Enfin un trou noir de masse intermédiaire
Au vu de leurs découvertes, l'équipe prévoit désormais d'examiner le centre d'Omega Centauri de manière encore plus détaillée. Seth, de l'Université de l'Utah, dirige un projet qui a obtenu l'autorisation d'utiliser le Télescope spatial James Webb pour mesurer le mouvement à grande vitesse de l'étoile vers ou loin de la Terre, et il existe de futurs instruments (GRAVITY+ à ESOLe télescope MICADO (Extremely Large Telescope) pourrait localiser les étoiles avec encore plus de précision que Hubble. L'objectif à long terme est de déterminer comment les étoiles accélèrent : comment leurs orbites se courbent. Suivre ces étoiles une fois sur toute leur orbite, comme dans les observations récompensées par le prix Nobel près du trou noir au centre de la Voie lactée, est un projet pour les futures générations d'astronomes.
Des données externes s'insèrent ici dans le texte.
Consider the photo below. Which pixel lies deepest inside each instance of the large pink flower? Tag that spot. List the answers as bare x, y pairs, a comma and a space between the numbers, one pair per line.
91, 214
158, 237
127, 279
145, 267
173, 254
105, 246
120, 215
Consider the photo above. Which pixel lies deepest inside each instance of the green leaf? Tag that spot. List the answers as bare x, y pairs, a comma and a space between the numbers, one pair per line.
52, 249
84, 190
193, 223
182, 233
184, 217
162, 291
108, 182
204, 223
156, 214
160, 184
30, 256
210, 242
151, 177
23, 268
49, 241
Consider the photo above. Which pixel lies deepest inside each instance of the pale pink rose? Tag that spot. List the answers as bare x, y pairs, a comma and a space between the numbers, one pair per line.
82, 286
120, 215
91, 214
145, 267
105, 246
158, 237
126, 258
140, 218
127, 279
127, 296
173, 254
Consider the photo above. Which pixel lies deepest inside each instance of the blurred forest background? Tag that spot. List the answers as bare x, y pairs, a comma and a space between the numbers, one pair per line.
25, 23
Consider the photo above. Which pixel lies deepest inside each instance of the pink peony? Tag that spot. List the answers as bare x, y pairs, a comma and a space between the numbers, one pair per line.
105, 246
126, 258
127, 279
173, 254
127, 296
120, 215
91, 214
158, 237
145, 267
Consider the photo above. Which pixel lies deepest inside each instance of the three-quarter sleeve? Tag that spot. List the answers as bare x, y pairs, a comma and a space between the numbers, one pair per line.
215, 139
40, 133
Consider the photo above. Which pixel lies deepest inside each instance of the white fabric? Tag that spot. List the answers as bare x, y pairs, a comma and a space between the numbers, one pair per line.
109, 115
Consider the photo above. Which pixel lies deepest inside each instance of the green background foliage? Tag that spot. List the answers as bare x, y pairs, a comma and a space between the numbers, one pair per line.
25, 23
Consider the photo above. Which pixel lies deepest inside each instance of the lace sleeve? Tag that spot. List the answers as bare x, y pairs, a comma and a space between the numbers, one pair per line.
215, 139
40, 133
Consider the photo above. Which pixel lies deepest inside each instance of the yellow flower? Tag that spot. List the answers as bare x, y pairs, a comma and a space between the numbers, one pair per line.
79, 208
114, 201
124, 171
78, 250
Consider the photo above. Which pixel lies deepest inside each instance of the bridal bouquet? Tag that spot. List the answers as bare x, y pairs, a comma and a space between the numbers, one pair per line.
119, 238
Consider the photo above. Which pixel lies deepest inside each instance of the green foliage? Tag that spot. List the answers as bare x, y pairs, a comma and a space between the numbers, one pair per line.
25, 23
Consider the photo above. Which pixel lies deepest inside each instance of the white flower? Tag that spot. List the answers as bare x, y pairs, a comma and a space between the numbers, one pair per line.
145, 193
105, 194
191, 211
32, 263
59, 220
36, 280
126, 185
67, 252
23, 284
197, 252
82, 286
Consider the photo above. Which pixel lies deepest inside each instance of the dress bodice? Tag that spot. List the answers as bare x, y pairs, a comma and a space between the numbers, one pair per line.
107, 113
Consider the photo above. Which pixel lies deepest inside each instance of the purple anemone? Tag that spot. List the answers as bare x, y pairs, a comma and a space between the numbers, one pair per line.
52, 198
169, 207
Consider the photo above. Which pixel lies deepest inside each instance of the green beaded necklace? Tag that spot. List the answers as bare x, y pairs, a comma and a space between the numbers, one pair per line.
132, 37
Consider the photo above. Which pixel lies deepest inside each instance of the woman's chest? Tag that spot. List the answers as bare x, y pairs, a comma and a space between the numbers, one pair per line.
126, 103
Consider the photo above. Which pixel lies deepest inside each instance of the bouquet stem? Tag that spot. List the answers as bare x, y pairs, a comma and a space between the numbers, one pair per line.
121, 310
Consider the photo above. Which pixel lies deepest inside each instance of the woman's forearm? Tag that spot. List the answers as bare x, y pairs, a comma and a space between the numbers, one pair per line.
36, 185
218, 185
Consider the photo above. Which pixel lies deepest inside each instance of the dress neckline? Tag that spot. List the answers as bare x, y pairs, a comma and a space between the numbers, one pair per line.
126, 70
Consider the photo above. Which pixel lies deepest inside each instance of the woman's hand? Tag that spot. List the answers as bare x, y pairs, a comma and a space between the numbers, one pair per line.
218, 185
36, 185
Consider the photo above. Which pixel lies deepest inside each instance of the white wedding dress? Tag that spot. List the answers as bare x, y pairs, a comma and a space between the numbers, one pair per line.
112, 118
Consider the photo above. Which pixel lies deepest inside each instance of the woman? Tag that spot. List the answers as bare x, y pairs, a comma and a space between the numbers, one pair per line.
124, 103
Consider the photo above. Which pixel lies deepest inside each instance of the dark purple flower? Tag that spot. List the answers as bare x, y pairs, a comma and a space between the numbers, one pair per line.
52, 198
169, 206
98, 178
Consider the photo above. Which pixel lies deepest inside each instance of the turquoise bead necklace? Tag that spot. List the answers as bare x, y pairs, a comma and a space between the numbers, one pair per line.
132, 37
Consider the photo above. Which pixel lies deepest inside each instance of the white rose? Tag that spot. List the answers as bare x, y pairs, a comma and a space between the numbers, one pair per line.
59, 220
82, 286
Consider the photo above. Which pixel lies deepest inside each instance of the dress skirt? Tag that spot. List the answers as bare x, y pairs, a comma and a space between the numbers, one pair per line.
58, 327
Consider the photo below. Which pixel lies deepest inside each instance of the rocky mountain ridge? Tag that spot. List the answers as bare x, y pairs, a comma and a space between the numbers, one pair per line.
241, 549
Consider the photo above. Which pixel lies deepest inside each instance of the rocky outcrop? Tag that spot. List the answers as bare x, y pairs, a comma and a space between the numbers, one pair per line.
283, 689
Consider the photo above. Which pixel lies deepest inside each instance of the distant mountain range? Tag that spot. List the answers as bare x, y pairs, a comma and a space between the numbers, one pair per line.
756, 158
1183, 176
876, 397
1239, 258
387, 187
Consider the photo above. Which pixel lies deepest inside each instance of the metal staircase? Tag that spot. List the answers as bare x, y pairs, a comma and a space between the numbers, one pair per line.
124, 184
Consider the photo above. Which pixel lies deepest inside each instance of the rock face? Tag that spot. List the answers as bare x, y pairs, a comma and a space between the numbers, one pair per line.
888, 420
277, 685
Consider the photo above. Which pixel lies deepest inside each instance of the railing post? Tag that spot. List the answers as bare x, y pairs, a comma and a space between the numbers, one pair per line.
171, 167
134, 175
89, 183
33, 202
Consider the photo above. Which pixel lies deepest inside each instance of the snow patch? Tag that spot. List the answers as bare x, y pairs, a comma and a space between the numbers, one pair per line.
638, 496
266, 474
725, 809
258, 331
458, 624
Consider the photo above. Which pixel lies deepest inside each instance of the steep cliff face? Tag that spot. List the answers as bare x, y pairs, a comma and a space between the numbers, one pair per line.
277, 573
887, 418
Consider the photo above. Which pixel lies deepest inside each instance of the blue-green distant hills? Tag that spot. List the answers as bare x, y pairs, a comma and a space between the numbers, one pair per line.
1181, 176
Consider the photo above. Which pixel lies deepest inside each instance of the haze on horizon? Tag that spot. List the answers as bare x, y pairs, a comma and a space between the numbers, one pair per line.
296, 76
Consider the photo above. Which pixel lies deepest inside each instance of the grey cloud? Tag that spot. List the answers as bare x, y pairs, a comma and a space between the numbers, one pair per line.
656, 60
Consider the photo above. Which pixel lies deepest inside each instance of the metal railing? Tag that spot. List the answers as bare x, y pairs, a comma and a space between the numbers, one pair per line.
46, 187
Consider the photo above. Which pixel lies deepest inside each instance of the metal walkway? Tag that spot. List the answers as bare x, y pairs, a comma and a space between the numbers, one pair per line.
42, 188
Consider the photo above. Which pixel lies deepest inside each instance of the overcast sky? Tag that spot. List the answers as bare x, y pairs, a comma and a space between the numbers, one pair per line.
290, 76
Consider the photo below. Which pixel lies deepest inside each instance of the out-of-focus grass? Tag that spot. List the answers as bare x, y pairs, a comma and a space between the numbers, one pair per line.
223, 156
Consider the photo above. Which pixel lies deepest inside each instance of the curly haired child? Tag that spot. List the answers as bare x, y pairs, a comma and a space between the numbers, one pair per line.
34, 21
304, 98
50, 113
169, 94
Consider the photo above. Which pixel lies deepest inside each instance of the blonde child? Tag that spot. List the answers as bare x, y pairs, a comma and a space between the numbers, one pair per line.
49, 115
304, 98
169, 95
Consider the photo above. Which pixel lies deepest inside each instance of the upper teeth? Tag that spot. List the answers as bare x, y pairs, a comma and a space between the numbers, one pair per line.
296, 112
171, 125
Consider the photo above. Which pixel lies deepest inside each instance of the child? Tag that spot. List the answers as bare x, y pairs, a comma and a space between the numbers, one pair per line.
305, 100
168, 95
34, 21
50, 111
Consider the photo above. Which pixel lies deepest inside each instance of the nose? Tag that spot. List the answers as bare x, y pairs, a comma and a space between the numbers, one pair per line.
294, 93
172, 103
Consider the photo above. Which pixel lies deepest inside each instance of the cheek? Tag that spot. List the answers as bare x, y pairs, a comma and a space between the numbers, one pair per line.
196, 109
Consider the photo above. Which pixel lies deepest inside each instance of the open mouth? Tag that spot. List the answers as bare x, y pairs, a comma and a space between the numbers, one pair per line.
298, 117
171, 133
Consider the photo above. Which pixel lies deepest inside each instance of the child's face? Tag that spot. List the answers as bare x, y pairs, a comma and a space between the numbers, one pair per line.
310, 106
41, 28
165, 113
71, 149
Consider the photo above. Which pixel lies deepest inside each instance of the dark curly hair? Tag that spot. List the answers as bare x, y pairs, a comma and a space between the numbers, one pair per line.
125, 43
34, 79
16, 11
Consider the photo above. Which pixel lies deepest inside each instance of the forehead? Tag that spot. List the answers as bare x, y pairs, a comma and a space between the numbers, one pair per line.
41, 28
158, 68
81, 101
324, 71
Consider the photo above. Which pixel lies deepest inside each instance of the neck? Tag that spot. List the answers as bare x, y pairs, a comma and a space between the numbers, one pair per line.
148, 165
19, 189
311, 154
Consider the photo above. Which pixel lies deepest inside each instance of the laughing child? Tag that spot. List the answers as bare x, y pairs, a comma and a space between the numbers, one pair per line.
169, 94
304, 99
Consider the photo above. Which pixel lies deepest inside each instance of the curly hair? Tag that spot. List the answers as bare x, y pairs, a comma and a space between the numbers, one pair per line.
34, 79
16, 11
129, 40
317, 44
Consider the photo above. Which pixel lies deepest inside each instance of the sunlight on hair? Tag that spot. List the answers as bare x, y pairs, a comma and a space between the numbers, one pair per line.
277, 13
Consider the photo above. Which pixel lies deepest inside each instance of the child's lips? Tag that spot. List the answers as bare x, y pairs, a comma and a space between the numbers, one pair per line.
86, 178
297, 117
La masse plus petite du trou noir d'Omega Centauri implique des échelles de temps dix fois plus grandes que celles de la Voie lactée : des périodes orbitales de plus de cent ans.
Le travail décrit ici a été publié sous le titre M. Häberle et al., « Fast-moving stars around an intermediate-mass black hole in ω Centauri » dans la revue NatureLe catalogue d'étoiles sur lequel le travail est basé a été accepté pour publication sous le titre M. Häberle et al., « oMEGACat II—Photometry and proper motions for 1.4 million stars in Omega Centauri and its rotation in the plan of the sky » dans le Journal d'astrophysique.
Pour en savoir plus sur cette découverte, voir Missing Link Uncovered : Hubble dévoile le trou noir caché d'Omega Centauri.
« oMEGACat II — Photométrie et mouvements propres pour 1,4 million d'étoiles dans Omega Centauri et sa rotation dans le plan du ciel » par Maximilian Häberle, Nadine Neumayer, Andrea Bellini, Mattia Libralato, Callie Clontz, Anil C. Seth, Maria Selina Nitschai, Sebastian Kamann, Mayte Alfaro-Cuello, Jay Anderson, Stefan Dreizler, Anja Feldmeier-Krause, Nikolay Kacharov, Marilyn Latour, Antonino Milone, Renuka Pechetti, Glenn van de Ven, Karina Voggel, Accepté, Journal d'astrophysique.
arXiv:2404.03722
Parmi les autres auteurs figurent les chercheurs de l'Institut Max Plank d'astronomie Antoine Dumont, Callie Clontz (également de l'Université de l'Utah), Anja Feldmeier-Krause (également de l'Université de Vienne) et Maria Selina Nitschai en collaboration avec Andrea Bellini (Institut des sciences du télescope spatial), Mattia Libralato (ESA et INAF Padoue), Holger Baumgardt (Université du Queensland), Mayte Alfaro Cuello (Universidad Central de Chile), Jay Anderson (Space Telescope Science Institute), Nikolay Kacharov (Institut Leibniz d'astrophysique de Potsdam), Sebastian Kamann (Université John Moores de Liverpool), Antonino Milone (Université de Padoue), Renuka Pechetti (Université John Moores de Liverpool) et Glenn van de Ven (Université de Vienne).